As in so many places, the Jews of Mauritius did not immediately have a synagogue to pray in and base themselves.   They instead conducted prayer services and gathered for activities in private homes or temporary facilities.  It was in fact some decades before a formal Jewish center was planned and built.  The Curpen Center came into being during the first decade of the twenty-first century as a combined venture of the Israel-Mauritius Friendship Club, the Amicale Maurice Israel, the local Jewish community, and overseas donors with a connection with the country and its Jewish past.  The Center is located in a quiet and somewhat isolated gated site in the town of Curepipe, located in both the Plaines Wilhems and Moka Districts at almost the dead center of Mauritius.  The building includes a communal hall seating two hundred people at the front of the building along with an office and open kitchen.  To the rear of the building is a separate quite small sanctuary that can accommodate some dozens of congregants. 

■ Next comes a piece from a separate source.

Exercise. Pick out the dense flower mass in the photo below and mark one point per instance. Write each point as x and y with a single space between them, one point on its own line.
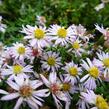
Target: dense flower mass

This Jewish facility was built on a plot of land specially provided free of charge by the government of Mauritius.   A local community leader and unofficial ambassador between Mauritius and Israel, Baby S. Curpen, had lobbied the government for the building site.  For his successful effort, the building was named in his honor.  A formal dedication ceremony of the center took place in 2006, and it was renamed a few years later in Curpen’s honor.  The opening of the center was attended by members of the community, Rabbi Moshe Silberhaft of the African Jewish Congress based in Johannesburg, South Africa as the so-named “travelling rabbi,” and invited guests from the local religious, political, and civic communities. 

The unassuming gabled-roofed Curpen Cultural Center is a modest and utilitarian symmetrical structure constructed of concrete and concrete block painted white, and it features a wide and deep front porch.  The Curpen Center’s understated aesthetic containing no Jewish symbols or even expressive or identifying architectural forms makes it difficult to recognize it as a synagogue or even a special civic building.   Only the bold block lettering affixed to the front façade gives its function away.  The open land to the front and sides of the free-standing structure, fronted by a gate along the minor street, is used for parking as well as a gathering spot for holiday events and activities.

Mauritius exteriorInterior View (2011), 15” x 11” Watercolor, Jay A. Waronker

Baby S. Curpen Cultural Center Synagogue
(completed in 2006)
Curepipe, Mauritius 115 and 116




The Jewish center and synagogue, the only in Mauritius and completed in 2006, measures 23’ x 47’ with a communal hall with open office and kitchen located in front that is divided by a solid wall with one door to the prayer space to the rear.   It is unclear why the sanctuary is so small, even claustrophobic, but this dedicated space seems to not been part of the original building design.  Yet the building could have been better subdivided since the communal hall is so generously sized and the prayer space so compact.   Even though the Jewish community of Mauritius numbers less than fifty people, a more open prayer space would have been more practical and made the experience of being in the space more welcoming and pleasant. 

The prayer space is an especially non-descript narrow room finished in plaster walls painted white, ceramic floor tiles, flat ceiling, and small metal casement windows.  The room is furnished with plastic chairs, some Jewish art and World War II memorabilia decorating the walls, a wooden storage cabinet, freestanding bimah draped in a heavy fabric, and a wall-hung wooden Ark.   At the time of the painting, the Ark was not properly hanging from the wall but was sitting on the floor waiting to be positioned.